Frontier in Space is the third story of season ten of Doctor Who, and the sixth of the Pertwee Six-Parters. It was first broadcast in 1973 and stars Jon Pertwee as the Doctor, Katy Manning as Jo Grant, and is, sadly, the final story in which Roger Delgado appears as the Master.
The name "Frontier in Space" is obviously a reference to Captain Kirk's famous line
"Space: the final frontier."
That would mean that a frontier in space is a frontier in a frontier.
It starts with a spaceship flying in space, which nearly hits the TARDIS. The mannys in charge don't know it is the TARDIS, but we viewers at home see and hear it just enough to recognise it. It helps that in the next scene it materialises on the spaceship, where Jo says
"Only you could manage to have a traffic accident in space."
Lol. The plot gets going quickly when Jo sees another spaceship out the window, and then hears a noise that makes it go all blurry for a moment.
The mannys on the bridge also hear the noise, and it has the effect of making them see a different spaceship model... er, or should that be a different model of spaceship? Not much better put like that, is it? They think it is "Draconians" which made my friend Dragon start paying attention to this story. He was even more interested when the Doctor goes to meet with the ship's crew, but the manny he meets hallucinates that the Doctor is an alien (well, a different kind of alien) and shouts out "Dragons!"
Jo sees the same manny as the Doctor, but she hallucinates that it is a Drashig, which is either a continuity callback to the previous story or else it was simply the easiest monster for the production team to lay their paws on.
The two spaceships link up and the crew send a message to Earth asking for help, which links up this scene with a scene set on Earth.
There the Earth President and a Draconian Prince are accusing each other's spaceships of attacking their spaceships, while at the same time denying the other's accusation. The Draconian says
"The treaty between our two empires established a frontier in space."
Clang!
"We have never violated that frontier. You have invaded our part of the galaxy many times."
Also present is General Williams, who is quickly established as being more aggressively hostile towards the Draconians than the President, despite her obvious resemblance to Servalan - the future Earth and setting of this story seems like it could be a forerunner of the Federation of Blakes 7.
The Doctor and Jo are prisoners on the spaceship and are locked in the ship's hold.
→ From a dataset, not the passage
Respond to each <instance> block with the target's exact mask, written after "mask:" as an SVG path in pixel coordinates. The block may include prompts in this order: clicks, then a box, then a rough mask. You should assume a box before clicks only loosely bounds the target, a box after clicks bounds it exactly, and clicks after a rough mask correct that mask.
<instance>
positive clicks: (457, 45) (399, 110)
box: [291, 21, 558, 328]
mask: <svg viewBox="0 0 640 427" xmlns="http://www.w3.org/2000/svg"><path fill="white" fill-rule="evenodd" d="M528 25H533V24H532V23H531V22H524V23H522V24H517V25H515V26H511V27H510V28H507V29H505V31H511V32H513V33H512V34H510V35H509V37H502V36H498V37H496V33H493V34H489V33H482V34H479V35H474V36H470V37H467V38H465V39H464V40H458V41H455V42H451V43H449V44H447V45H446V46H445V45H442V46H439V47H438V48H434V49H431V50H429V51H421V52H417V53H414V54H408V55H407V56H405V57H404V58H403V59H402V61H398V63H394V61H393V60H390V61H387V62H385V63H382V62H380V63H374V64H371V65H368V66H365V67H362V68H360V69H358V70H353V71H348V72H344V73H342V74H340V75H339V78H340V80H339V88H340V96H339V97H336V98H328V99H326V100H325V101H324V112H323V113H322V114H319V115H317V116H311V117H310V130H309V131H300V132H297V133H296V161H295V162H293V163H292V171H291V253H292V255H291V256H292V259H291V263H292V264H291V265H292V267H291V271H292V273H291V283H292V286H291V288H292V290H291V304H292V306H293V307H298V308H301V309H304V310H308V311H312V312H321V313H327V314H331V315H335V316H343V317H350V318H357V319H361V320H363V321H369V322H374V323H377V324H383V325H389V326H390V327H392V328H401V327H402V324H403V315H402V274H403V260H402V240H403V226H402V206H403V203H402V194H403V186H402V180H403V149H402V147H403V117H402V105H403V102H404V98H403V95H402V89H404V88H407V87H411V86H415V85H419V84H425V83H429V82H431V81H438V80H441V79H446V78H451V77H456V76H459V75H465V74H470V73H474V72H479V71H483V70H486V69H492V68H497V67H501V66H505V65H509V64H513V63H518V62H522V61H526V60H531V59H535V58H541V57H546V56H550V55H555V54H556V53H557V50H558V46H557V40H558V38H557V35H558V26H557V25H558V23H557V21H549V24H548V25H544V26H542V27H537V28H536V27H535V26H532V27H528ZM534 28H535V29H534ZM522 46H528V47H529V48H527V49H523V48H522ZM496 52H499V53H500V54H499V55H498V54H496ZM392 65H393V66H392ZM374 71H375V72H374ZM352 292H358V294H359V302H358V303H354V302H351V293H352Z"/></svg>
Neither Jo nor the Doctor understand what is going on, but he sits down and tries to calmly figure it out, quickly deducing that the mannys have mistaiken them for Draconians (although this should not have been a mystery to him seeing as he was present when a Draconian appeared on the crew's monitor to demand their surrender), who he has met before.
Jo: "Yes, but why do they mistake us for these Dragons?"Doctor: "No, Draconians. 'Dragons' is rather an unflattering nickname."
Dragon is insulted by this, and says unless these Draconians can fly and breathe fire, they ought to consider themselves honoured to be mistaiken for dragons.
After a moment's consideration he added without using spaceships or rayguns.
The Doctor has also deduced that the noise they heard caused the hallucinations.
Another scene set on Earth sees the President and General Williams watching a newsreader doing some world-building. If Russell "The" Davies had been in charge back in the '70s this would probably have been a robot Angela Rippon or Richard Baker.
The crew prepare to defend themselves as their enemy does a classic slow-cutting to get into their spaceship. We see that they are not Draconians but rather Ogrons, returning from Dave the Daleks (not counting their cameo appearance in Carnival of Monsters). This explains why the supposed Draconians spoke so slowly when issuing their ultimatum to the mannys - a clever clue dropped in before their reveal.
The Doctor has just about finished using the sonic screwdriver to effect and escape when one of the crew comes to fetch them to use as hostages. The Ogrons break in and start shooting the mannys with their pewpewpew guns, and they also pew the Doctor. Luckily for him they are not using the same pewpewpew guns as they did in Dave the Daleks, so he only falls over instead of being disappeared.
When the Doctor wakes up, Jo tells him that the Ogrons stole the ship's cargo and the TARDIS. Both the Doctor and Jo think the Ogrons must have been W-wording for somebody else, because they are too stupid to have come up with the plan themselves, lol.
The Earth rescue ship arrives and sends a message to the ship.
"Earth battle cruiser to Earth cargo ship number C982. We are now approaching you. Do you read me?"
I know that voice, it's...
It's Willie Caine from The Sandbaggers to the rescue! He boards the ship with his mannys and asks what happened. The crew are too embarrassed to admit that they were fooled by Ogrons, so they lie about the Doctor and Jo being to blame. One of them shouts
"They were helping the Dragons! They're traitors!"
So Willie and his mannys point their guns at the Doctor and Jo. It's not great, but it will have to do as our cliffhanger.
Frontier in Space has a reputation of the Doctor and his Companion spending a lot of their time getting captured and escaping, even more so than other Doctor Who stories, in order to fill up the six episodes. So let's keep a running total of how many times they get imprisoned over the course of it.